Erläutert der Religionswissenschaftler Volkhard Krech. Natürlich! - deshalb wirkt das Bild des israelischen Fotografen Adi Nes so vertraut: Die Posen der Soldaten ähneln sehr denen, die etwa Leonardo da Vinci in seinem Abendmahl gemalt hat.
"Genau. Da steckt eine gewisse Provokation darin, dass Jesus selbst und die Jünger ausgetauscht werden - in Anführungszeichen - durch Soldaten. Also das sieht man durch die Montur. So, und dann ist natürlich die Frage: Heiliger Krieg, Erlösung, die ganze Israel-Thematik steckt natürlich in diesem Bild."

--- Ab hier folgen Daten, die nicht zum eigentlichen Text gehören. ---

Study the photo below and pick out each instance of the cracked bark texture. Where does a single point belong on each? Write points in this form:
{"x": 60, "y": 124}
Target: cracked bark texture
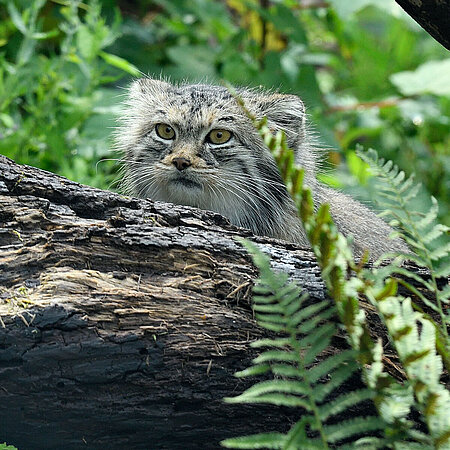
{"x": 124, "y": 320}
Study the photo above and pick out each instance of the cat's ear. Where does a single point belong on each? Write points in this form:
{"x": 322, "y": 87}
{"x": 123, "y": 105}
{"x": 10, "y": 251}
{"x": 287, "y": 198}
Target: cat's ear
{"x": 146, "y": 86}
{"x": 284, "y": 112}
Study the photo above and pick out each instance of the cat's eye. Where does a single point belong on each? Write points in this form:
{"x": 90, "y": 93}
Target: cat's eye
{"x": 165, "y": 131}
{"x": 218, "y": 136}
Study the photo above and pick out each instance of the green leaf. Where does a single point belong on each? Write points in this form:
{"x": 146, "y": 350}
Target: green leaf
{"x": 16, "y": 18}
{"x": 432, "y": 77}
{"x": 120, "y": 63}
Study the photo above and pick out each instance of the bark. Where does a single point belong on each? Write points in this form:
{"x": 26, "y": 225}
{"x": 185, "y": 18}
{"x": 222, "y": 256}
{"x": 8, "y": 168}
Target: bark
{"x": 432, "y": 15}
{"x": 123, "y": 320}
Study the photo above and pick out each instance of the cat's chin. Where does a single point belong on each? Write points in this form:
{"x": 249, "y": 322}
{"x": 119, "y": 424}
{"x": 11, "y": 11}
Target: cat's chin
{"x": 184, "y": 183}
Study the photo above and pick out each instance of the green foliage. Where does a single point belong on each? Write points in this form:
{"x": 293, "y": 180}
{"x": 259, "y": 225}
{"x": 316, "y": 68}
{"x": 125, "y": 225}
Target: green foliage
{"x": 363, "y": 68}
{"x": 306, "y": 331}
{"x": 54, "y": 112}
{"x": 421, "y": 345}
{"x": 420, "y": 230}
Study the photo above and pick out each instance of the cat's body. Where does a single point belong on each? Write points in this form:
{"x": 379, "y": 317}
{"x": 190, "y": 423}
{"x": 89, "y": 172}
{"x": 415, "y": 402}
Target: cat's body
{"x": 194, "y": 145}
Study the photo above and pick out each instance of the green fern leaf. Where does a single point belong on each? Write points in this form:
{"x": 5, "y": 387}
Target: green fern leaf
{"x": 443, "y": 271}
{"x": 440, "y": 252}
{"x": 437, "y": 230}
{"x": 429, "y": 216}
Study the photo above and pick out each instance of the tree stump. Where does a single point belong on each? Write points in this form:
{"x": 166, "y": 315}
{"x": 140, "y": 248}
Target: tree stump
{"x": 122, "y": 321}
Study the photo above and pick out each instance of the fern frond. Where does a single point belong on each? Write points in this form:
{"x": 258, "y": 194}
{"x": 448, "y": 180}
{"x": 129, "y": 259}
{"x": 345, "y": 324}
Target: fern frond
{"x": 419, "y": 234}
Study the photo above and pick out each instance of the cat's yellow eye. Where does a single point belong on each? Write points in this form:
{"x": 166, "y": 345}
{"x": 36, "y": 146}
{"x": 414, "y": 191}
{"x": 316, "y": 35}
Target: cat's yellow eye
{"x": 165, "y": 131}
{"x": 219, "y": 136}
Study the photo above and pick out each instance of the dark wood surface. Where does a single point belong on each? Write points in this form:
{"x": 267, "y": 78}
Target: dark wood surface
{"x": 123, "y": 320}
{"x": 432, "y": 15}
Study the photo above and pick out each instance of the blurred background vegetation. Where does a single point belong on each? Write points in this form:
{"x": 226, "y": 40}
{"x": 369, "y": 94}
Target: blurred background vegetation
{"x": 367, "y": 72}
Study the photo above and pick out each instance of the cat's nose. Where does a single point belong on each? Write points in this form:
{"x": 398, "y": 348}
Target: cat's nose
{"x": 181, "y": 163}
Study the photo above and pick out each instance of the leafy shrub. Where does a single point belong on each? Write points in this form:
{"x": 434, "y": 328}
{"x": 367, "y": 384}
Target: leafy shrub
{"x": 421, "y": 345}
{"x": 55, "y": 112}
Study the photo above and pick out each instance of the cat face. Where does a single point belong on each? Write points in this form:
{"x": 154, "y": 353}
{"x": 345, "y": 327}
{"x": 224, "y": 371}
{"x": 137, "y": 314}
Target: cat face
{"x": 193, "y": 145}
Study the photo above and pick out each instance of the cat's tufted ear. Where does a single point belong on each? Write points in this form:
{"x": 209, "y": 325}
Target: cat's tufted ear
{"x": 144, "y": 86}
{"x": 283, "y": 111}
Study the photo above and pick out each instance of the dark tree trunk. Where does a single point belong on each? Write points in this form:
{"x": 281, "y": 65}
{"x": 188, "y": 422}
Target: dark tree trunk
{"x": 123, "y": 321}
{"x": 432, "y": 15}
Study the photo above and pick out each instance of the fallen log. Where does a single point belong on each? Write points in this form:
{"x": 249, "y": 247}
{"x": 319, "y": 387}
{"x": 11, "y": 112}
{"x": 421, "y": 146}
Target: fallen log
{"x": 122, "y": 321}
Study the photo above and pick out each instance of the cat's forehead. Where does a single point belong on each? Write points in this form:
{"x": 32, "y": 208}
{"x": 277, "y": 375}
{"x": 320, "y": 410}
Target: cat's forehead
{"x": 200, "y": 103}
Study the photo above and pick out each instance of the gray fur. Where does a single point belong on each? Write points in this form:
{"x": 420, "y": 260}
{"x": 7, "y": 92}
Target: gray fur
{"x": 238, "y": 179}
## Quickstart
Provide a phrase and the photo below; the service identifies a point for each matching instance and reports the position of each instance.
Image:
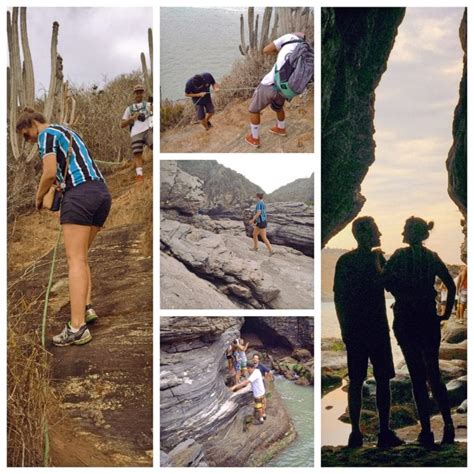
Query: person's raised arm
(443, 273)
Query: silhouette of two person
(361, 277)
(360, 306)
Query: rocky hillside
(300, 190)
(102, 414)
(207, 261)
(355, 47)
(203, 423)
(232, 124)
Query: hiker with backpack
(138, 118)
(199, 89)
(290, 75)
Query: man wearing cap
(199, 88)
(138, 118)
(258, 390)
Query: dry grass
(29, 394)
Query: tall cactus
(148, 74)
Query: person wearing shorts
(360, 307)
(260, 225)
(84, 210)
(138, 117)
(199, 88)
(266, 95)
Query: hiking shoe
(91, 315)
(355, 440)
(67, 337)
(448, 434)
(426, 439)
(388, 439)
(278, 131)
(255, 142)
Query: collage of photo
(298, 296)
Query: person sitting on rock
(360, 306)
(260, 222)
(410, 275)
(199, 88)
(258, 390)
(266, 94)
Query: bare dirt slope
(231, 125)
(104, 389)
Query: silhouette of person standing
(360, 306)
(410, 276)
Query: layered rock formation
(207, 261)
(456, 163)
(356, 43)
(202, 421)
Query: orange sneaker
(278, 131)
(255, 142)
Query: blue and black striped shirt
(55, 139)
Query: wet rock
(181, 289)
(453, 351)
(284, 280)
(186, 454)
(179, 190)
(165, 460)
(351, 68)
(454, 333)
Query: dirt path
(104, 413)
(231, 125)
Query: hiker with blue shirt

Das Soldatenmahl und gekreuzigte Frösche
Ein Gedankenknäuel. Was ist an diesem Foto religiös, was weltlich, und in welcher Weise provoziert es? Ein guter Einstieg in die Schau "Bild Macht Religion", die Volkhard Krech, Leiter des CERES, Centrum für religionswissenschaftliche Studien an der Ruhr-Uni Bochum, zusammen mit Hans Günter Golinski vom Kunstmuseum Bochum kuratiert hat. Es geht in der Schau auf zwei Etagen um die Interaktion zwischen Kunst und Religion, religionsübergreifend und in mehr als 2000 Jahren. Ein weites Feld. Allzu weit? - Die Ausstellung will die komplexe Thematik pointiert anpacken und veranschaulichen. Neben Adi Nes' Soldatenmahl sind in Installationen Kunststoff- Frösche und -schweinehälften aus der Massenschlachtung gekreuzigt, was ja auch provozieren könnte.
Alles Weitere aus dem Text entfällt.